Informations légales : prix de location à la page 0,0015€. Cette information est donnée uniquement à titre indicatif conformément à la législation en vigueur.

Extrait

Les pliures du temps
 
 
 
Jean-Jacques Ronou
 
 
 
 
Le temps est un système de pliure que la mort seule peut déplier.
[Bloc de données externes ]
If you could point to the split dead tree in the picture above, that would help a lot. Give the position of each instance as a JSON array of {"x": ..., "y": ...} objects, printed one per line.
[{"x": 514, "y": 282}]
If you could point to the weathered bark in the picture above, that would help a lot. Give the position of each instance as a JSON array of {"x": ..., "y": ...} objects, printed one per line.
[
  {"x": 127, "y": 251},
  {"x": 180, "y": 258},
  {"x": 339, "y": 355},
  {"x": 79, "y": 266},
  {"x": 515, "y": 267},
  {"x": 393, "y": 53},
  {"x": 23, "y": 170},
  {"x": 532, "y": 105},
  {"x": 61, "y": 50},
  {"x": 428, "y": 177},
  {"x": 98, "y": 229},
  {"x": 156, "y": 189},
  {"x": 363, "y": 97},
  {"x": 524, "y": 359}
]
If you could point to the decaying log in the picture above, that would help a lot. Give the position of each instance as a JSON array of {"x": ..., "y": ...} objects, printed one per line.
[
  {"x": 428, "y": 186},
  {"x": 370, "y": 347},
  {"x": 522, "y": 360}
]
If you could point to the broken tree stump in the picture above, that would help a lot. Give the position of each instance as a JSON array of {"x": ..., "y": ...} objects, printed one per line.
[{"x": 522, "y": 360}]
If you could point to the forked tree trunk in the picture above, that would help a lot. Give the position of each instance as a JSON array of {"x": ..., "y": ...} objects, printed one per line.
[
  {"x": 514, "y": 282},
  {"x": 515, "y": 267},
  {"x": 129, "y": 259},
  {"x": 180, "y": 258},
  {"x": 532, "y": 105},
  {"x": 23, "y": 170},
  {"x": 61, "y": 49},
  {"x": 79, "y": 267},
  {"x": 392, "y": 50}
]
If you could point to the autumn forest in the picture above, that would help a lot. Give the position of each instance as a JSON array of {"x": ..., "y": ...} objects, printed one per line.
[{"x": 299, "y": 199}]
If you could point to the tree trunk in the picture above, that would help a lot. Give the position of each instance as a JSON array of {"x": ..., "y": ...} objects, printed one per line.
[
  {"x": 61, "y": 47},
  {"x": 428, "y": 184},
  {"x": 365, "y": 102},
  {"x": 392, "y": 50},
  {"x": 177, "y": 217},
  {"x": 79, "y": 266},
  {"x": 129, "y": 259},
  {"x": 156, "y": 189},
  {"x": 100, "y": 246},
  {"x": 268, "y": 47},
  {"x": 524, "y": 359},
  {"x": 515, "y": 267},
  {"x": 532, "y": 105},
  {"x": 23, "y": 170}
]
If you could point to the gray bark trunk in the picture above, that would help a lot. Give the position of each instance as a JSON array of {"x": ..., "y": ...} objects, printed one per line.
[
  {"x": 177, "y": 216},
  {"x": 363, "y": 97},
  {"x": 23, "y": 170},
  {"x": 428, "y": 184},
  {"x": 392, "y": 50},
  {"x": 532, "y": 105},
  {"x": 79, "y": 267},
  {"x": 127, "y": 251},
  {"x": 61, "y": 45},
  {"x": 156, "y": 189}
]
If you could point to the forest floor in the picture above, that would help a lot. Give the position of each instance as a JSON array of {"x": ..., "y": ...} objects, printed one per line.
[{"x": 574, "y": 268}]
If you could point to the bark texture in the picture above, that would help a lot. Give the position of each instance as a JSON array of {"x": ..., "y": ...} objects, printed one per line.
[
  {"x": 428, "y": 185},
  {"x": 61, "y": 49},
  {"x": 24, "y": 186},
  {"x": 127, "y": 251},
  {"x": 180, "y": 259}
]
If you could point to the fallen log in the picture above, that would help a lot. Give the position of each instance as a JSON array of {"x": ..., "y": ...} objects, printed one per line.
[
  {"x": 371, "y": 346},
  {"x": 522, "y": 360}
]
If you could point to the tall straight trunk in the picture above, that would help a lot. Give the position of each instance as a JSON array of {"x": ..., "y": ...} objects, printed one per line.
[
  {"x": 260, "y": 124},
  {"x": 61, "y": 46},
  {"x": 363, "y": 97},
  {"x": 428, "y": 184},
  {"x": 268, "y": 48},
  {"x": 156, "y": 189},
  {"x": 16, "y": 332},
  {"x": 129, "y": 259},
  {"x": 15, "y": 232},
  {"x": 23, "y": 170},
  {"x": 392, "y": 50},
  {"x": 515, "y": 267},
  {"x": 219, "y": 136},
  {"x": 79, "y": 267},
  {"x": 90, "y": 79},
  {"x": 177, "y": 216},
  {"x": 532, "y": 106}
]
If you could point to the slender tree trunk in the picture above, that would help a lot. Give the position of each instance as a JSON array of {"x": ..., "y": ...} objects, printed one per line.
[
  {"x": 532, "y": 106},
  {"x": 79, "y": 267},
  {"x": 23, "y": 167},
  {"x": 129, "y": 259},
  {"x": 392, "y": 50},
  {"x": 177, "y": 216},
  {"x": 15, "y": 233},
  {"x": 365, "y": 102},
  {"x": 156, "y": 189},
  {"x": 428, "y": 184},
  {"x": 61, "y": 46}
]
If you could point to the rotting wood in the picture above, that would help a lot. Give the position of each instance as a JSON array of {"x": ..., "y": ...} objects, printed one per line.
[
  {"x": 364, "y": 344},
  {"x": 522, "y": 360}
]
Jean Cocteau, La fin du Potomak
 
 
 
1
 
 
En mai 2021, depuis un an, la situation en France était absolument catastrophique. Tous les bars, les restaurants et les saunas gays étaient désespérément fermés. L’isolement était devenu la norme et les homosexuels le ressentaient encore plus fortement, car ils n’avaient plus aucun moyen de se rencontrer : un couvre-feu à dix-neuf heures empêchant toutes les parties de jambes en l’air du soir. Un virus mortel venu de Chine, en décembre 2019, paralysait toute l’économie, et Paris était désert, triste et sale. Le chiffre effarant de cent mille morts avait été dépassé et le bilan s’alourdissait de jour en jour. Le pouvoir, aux mains d’incompétents banquiers et assureurs, avait raté, à peu près, toutes les étapes nécessaires pour contrôler l’épidémie ; le pays avait d’abord manqué de masques, de tests ; puis un déconfinement précipité avait déclenché une explosion des contaminations en septembre, suivie par une volonté politique ultralibérale de privilégier l’économie sur les vies humaines, en forçant les gens à s’entasser dans des métros bondés, des bureaux contaminés, les caissières au contact de clients contagieux, les conducteurs de bus, de taxis, les éboueurs, les techniciens de surface, les enseignants ; tous avaient été contaminés en premier. Les banlieues populaires nord de Paris avaient été ravagées par la promiscuité, les logements surpeuplés, les foyers d’immigrés vétustes. La moitié de toutes ces victimes était d’origine étrangère souvent sans couverture médicale. La presse, aux ordres du pouvoir, semblait censurer toute critique de ses politiciens incompétents, au point que l’on se demandait parfois à quel moment un pouvoir soviétique stalinien s’était emparé du pays. Des élections présidentielles étaient programmées et les sondages préemptés prédisaient la victoire absolue du président sortant ; ce qui relevait plus de la Science-fiction que de la propagande, sachant qu’il avait passé le premier tour avec à peine vingt-quatre pour cent des voix et grâce à un scandale orchestré touchant le candidat de la droite, poussant une partie des électeurs à voter pour lui afin de se débarrasser de l’autre.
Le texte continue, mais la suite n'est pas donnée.